Plötzlich war die Szene leer.
„Der Spring Stream Palace steht seinen Toren weit offen, und Gäste aus aller Welt sind herzlich willkommen! Doch ich habe noch nie einen jungen Mann wie Euch gesehen, der es wagt, mit seiner Stärke hereinzuplatzen. Ihr scheint ein Kampfkünstler aus den Zentralen Ebenen zu sein. Kennt Ihr denn keine der Regeln?“
Der alte Mann sprach langsam und bedächtig, seine Stimme klang autoritär und majestätisch. Chen Xiao runzelte die Stirn und spürte immer stärker, dass etwas nicht stimmte. Stirnrunzelnd sagte er: „Welche Regeln? Eure Leute haben mich nicht hereingelassen, mich beschimpft und sogar eine Schlägerei angefangen.“
„Sehr gut.“ Der alte Mann nickte, wandte den Kopf zur Seite und kniff die Augen zusammen: „Wer hat eben die Gäste an der Tür begrüßt?“
Der Mann mittleren Alters, dem Chen Xiao die Zähne ausgeschlagen hatte, war bereits aufgestanden, seine Hände hingen schlaff herunter, als er mit verängstigter Stimme sagte: „Es ist mein Sohn…“
„Nutzloses Ding.“ Der alte Mann schnaubte und schüttelte leicht den Kopf. „Er hat meinen Frühlingsflusspalast entehrt! Nehmt ihm sein Schwert ab und schickt ihn für drei Jahre in die äußere Halle, damit er ordentlich ausgebildet wird!“
Als er „Nehmt das Messer weg!“ hörte, zitterte der Mann mittleren Alters, als stünde ihm eine besonders schwere Strafe bevor. Er wagte kein Wort des Protests, sondern zog sich mürrisch zurück und warf Chen Xiao einen giftigen Blick zu.

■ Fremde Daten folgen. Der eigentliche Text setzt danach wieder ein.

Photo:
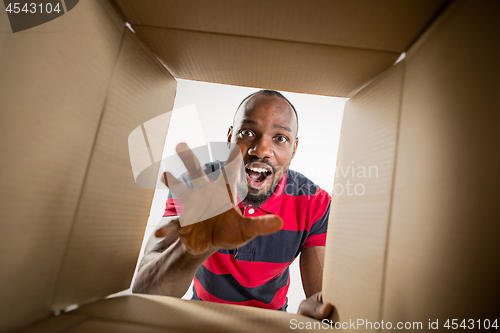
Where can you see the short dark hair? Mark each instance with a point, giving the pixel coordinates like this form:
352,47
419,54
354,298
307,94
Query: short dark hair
267,92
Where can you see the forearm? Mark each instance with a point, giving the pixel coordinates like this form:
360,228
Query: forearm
311,269
169,272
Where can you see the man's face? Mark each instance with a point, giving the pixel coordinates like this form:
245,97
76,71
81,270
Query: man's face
265,129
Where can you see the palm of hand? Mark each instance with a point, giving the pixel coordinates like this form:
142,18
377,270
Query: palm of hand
210,219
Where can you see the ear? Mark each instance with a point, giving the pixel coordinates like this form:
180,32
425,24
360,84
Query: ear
295,145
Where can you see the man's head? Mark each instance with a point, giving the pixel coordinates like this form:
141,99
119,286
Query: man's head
265,128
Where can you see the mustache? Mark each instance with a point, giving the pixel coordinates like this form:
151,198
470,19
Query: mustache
264,161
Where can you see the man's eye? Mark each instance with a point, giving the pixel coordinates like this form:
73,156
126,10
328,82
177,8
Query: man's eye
246,133
281,138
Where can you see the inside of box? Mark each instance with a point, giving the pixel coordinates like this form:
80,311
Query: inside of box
421,244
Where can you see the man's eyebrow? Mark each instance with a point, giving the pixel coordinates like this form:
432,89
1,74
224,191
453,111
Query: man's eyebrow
251,122
283,128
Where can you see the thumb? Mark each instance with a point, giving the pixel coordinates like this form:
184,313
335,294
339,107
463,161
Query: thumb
261,226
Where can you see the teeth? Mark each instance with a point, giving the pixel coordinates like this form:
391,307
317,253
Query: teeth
258,169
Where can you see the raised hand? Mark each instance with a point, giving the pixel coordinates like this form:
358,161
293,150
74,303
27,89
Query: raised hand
210,219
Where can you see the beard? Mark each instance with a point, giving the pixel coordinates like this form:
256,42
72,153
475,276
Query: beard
253,197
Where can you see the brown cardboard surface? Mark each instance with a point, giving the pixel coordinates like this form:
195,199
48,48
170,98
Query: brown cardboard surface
443,247
56,324
53,85
257,62
190,316
147,313
357,234
384,25
112,214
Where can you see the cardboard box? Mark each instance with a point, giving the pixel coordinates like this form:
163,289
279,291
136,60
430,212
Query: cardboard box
419,246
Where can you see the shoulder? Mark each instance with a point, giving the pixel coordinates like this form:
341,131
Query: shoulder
299,185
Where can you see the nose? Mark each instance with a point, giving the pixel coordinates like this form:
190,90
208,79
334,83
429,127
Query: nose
261,148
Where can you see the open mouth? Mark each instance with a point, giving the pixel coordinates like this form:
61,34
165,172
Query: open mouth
258,174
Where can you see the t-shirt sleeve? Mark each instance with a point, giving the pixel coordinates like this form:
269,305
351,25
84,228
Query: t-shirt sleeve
317,233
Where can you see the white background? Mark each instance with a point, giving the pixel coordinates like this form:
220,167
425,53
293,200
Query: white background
203,113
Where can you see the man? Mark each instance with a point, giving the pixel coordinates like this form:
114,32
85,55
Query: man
242,255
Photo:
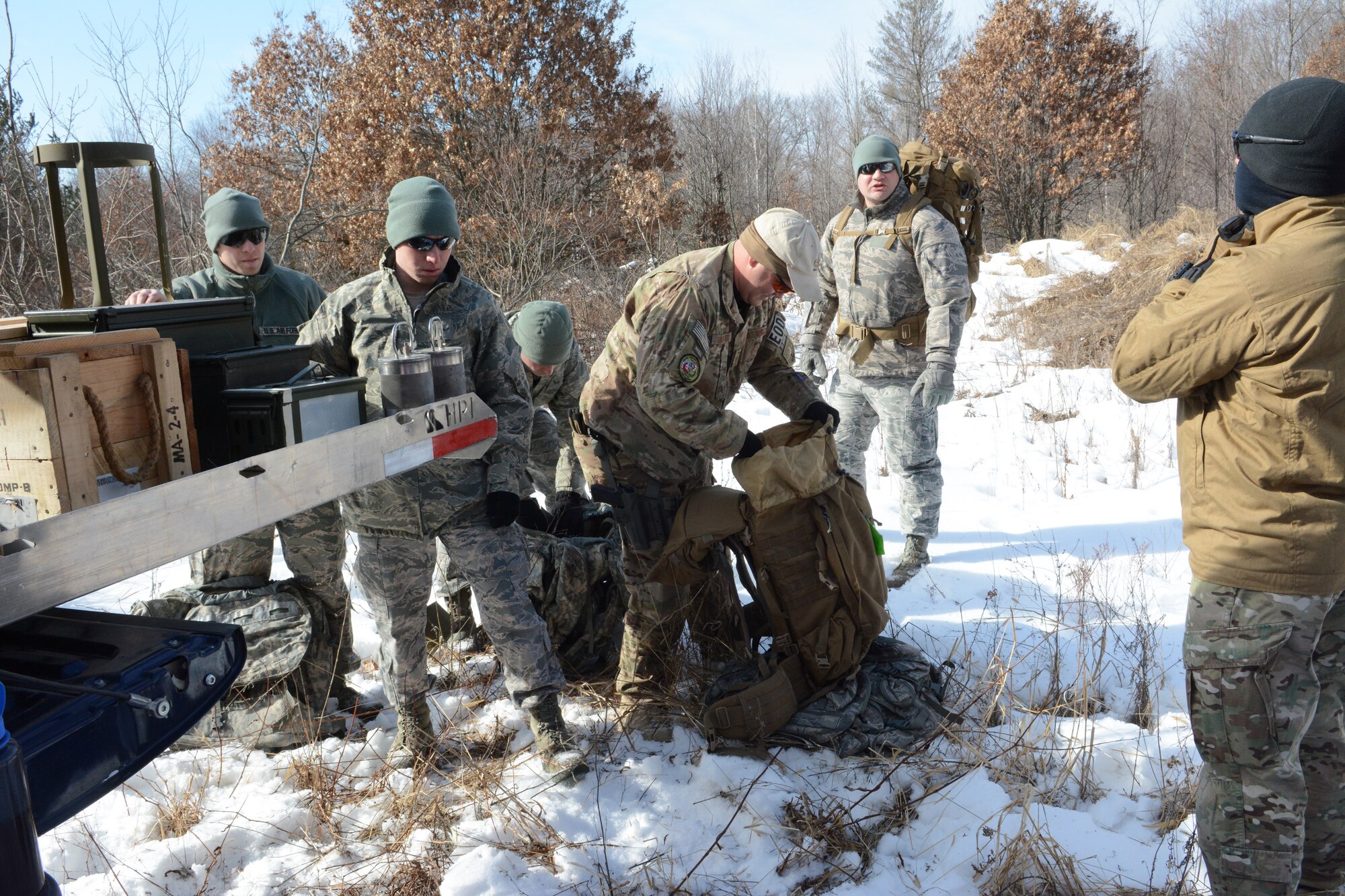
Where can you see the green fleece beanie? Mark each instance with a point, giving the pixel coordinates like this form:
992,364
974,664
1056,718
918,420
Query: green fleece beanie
544,331
420,208
874,149
228,212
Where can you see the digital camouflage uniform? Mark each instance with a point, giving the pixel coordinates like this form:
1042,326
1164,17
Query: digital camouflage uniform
314,541
551,460
551,456
399,518
658,397
1253,353
887,286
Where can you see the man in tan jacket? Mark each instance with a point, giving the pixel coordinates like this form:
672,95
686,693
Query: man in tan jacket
1252,342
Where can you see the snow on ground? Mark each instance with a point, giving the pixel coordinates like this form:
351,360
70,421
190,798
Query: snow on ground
1058,591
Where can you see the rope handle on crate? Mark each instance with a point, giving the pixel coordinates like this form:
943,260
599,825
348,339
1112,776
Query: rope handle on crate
100,420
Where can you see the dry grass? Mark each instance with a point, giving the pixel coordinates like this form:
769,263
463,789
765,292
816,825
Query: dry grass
1082,317
1035,267
1031,862
178,814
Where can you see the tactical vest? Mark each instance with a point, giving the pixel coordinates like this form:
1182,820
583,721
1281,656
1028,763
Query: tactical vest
870,329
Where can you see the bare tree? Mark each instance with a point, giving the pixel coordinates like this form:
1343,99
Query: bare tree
1285,36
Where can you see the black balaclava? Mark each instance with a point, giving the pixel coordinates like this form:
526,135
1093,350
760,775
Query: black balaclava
1253,194
1307,110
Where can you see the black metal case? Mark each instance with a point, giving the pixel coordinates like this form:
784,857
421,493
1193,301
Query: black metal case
216,373
200,326
272,417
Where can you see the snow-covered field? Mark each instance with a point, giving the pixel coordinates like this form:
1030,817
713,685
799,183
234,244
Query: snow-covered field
1058,588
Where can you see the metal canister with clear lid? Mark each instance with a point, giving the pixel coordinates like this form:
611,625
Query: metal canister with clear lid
406,376
447,364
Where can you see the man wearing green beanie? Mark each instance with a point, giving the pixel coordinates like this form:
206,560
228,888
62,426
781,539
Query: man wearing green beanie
467,506
899,317
558,373
237,232
314,541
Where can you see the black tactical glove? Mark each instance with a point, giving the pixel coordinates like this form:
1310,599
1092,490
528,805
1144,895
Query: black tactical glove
502,507
751,444
531,516
822,412
564,501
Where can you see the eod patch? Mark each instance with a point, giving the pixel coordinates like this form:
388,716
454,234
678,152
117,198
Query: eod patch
689,368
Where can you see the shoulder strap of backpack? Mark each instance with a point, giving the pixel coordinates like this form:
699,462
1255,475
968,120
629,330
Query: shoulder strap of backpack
841,222
907,217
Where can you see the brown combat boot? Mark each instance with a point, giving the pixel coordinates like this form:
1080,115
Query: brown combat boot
560,756
914,557
415,741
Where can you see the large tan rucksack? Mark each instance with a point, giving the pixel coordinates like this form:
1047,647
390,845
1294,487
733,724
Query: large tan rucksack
804,528
950,186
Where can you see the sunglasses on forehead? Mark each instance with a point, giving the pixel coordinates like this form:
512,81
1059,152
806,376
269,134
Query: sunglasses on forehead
426,244
1239,139
255,236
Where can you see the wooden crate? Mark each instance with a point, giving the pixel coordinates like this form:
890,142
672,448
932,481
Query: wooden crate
52,456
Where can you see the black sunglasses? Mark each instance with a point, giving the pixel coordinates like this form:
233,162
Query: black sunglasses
1239,139
255,236
426,244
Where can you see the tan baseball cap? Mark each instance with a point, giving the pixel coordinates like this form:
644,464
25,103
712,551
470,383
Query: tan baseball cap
792,248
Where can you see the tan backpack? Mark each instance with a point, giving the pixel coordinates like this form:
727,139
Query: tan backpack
949,185
816,575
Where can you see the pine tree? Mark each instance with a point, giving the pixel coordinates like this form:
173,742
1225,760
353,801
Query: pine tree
915,45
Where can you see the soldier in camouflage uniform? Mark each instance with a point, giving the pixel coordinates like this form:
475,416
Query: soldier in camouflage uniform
558,372
654,415
470,506
896,365
1249,343
315,540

Der alte Mann schien absichtlich Chinesisch vor Chen Xiao zu sprechen, um sicherzustellen, dass Chen Xiao ihn verstand. Nachdem er die Angelegenheit erledigt hatte, sah er Chen Xiao an und fragte: „Findest du, dass ich die Angelegenheit fair gehandhabt habe?“
Chen Xiao runzelte die Stirn: „Es gibt keine Gerechtigkeit oder Ungerechtigkeit. Es sind eure Leute, also könnt ihr mit ihnen machen, was ihr wollt.“
"Gut, jetzt, wo unsere Leute sich darum gekümmert haben, sollten Sie uns nicht eine Erklärung geben? Andernfalls wäre es lächerlich, wenn bekannt würde, dass mein Quanliu-Palast unbefugt betreten wurde."

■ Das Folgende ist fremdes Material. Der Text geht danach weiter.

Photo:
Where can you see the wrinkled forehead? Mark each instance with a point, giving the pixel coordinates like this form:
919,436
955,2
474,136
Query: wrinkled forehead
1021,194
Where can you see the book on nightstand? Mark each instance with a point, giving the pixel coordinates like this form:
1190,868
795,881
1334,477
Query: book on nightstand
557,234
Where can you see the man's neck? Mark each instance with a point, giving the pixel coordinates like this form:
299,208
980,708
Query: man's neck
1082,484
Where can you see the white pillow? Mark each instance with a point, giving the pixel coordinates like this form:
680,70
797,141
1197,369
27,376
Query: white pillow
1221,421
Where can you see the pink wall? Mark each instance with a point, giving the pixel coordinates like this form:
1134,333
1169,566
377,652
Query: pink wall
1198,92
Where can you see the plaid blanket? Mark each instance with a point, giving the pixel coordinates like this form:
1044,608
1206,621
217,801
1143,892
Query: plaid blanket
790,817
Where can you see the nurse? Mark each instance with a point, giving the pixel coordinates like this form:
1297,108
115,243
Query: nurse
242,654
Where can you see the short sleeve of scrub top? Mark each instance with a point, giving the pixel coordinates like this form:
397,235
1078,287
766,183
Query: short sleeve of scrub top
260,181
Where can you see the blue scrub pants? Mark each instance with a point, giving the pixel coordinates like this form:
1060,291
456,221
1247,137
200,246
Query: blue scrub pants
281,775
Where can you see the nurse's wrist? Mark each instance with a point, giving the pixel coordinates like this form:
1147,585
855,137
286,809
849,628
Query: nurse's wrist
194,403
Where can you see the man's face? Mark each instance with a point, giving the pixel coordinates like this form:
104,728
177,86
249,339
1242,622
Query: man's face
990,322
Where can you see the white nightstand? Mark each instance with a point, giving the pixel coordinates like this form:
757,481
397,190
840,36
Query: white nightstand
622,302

Chen Xiao konnte sich eines gewissen Zweifels nicht erwehren...
Was, klingt das etwa so, als würden Sie uns herausfordern?
Bin ich am falschen Ort?
Aber das hier ist eindeutig der „Spring Flow Palace“.
„Hachiro, warum misst du dich nicht freundschaftlich mit diesem angesehenen Gast? Beschädige nicht das Ansehen meines Senryu-Palastes vor Fremden.“
Der alte Mann schien etwas gleichgültig zu sagen.

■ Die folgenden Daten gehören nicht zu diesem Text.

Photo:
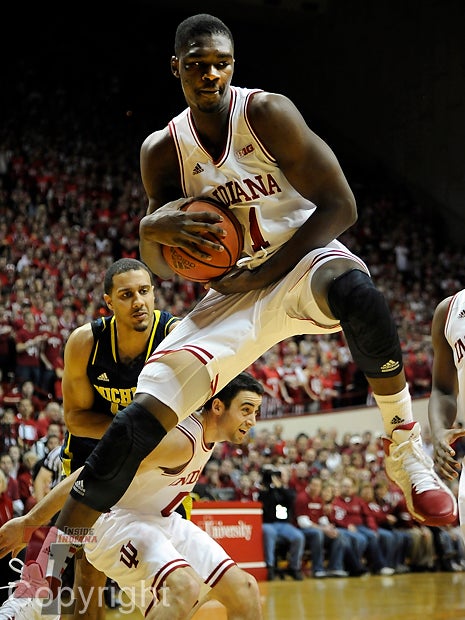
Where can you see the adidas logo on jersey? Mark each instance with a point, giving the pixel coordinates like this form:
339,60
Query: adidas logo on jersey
388,366
78,486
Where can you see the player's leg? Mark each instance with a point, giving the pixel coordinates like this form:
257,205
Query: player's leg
344,289
88,588
178,596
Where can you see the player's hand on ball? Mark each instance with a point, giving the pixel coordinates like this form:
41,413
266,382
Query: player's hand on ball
446,465
172,226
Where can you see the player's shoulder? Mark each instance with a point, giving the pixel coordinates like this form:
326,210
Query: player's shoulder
81,337
157,140
443,306
266,102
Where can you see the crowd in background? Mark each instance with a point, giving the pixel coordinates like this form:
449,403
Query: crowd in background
69,208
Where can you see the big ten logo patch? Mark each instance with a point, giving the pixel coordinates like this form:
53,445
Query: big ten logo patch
129,555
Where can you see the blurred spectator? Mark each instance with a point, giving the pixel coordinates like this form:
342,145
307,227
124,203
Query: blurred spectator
6,465
25,480
15,452
28,429
52,413
7,347
246,491
394,543
278,519
350,513
48,474
52,358
6,513
276,395
321,537
300,477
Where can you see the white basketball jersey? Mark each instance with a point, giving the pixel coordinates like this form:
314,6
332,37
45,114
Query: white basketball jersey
246,179
454,332
159,491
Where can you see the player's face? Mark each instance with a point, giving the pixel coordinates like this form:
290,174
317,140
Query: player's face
241,416
132,299
205,67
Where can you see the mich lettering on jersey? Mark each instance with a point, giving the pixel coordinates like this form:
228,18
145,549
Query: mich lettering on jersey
119,397
247,190
190,478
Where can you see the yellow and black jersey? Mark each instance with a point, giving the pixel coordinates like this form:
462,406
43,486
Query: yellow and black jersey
114,382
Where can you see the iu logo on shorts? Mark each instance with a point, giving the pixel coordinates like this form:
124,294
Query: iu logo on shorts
129,555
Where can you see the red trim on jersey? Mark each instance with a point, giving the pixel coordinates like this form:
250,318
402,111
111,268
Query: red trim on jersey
219,571
174,135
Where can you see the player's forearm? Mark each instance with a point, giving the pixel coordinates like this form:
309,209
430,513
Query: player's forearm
43,511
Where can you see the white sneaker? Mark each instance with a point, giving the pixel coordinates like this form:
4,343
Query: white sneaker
31,594
428,499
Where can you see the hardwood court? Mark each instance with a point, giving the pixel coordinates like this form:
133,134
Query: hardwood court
415,596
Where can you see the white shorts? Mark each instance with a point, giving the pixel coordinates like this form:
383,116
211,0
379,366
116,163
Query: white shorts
224,334
139,551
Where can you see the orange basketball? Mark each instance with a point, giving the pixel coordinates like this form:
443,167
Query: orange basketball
193,268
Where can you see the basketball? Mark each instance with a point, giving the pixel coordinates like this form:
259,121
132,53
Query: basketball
193,268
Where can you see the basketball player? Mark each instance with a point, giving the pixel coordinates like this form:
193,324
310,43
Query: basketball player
156,556
254,152
103,359
448,384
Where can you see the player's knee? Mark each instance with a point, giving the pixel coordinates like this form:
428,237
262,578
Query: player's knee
369,328
180,592
238,591
110,468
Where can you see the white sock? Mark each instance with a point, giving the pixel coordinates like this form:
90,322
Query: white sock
56,552
396,409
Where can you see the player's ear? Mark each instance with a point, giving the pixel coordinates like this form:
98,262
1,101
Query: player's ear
217,406
175,66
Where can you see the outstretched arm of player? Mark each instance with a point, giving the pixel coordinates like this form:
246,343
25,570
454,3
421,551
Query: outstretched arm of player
442,405
16,533
78,394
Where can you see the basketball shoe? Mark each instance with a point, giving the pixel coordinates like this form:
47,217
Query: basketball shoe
31,593
428,499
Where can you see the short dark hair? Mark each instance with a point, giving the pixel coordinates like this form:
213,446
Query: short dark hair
243,381
196,25
122,266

Ein Mann neben ihm, der etwa vierzig Jahre alt zu sein schien, brummte zustimmend. Dieser Mann hatte ein kantiges Gesicht, breite Schultern und Arme sowie eine kräftige Statur, strahlte aber dennoch eine unaufdringliche Autorität aus.
Nachdem er dies gehört hatte, trat er einen Schritt vor. Obwohl er viel älter war als Chen Xiao, hob er lediglich respektvoll die Hand und sagte: „Eure Exzellenz, ich bin Heihachiro vom Izumi-ryu-Palast. Ich möchte Euch um Rat bitten.“
Die Umstehenden stießen einen überraschten Laut aus, als sie den Mann mittleren Alters sahen. Einer von ihnen runzelte sogar die Stirn: „Lord Hachiro greift ein? Warum sollte Lord Hachiro sich um so einen Bengel kümmern müssen!“
Der Mann namens Jingu Heihachiro blieb ruhig und gefasst, sein Gesicht so still wie Wasser, sein Blick ruhig. Mit einer leichten Handbewegung reichte ihm jemand hinter ihm mit beiden Händen ein langes Schwert.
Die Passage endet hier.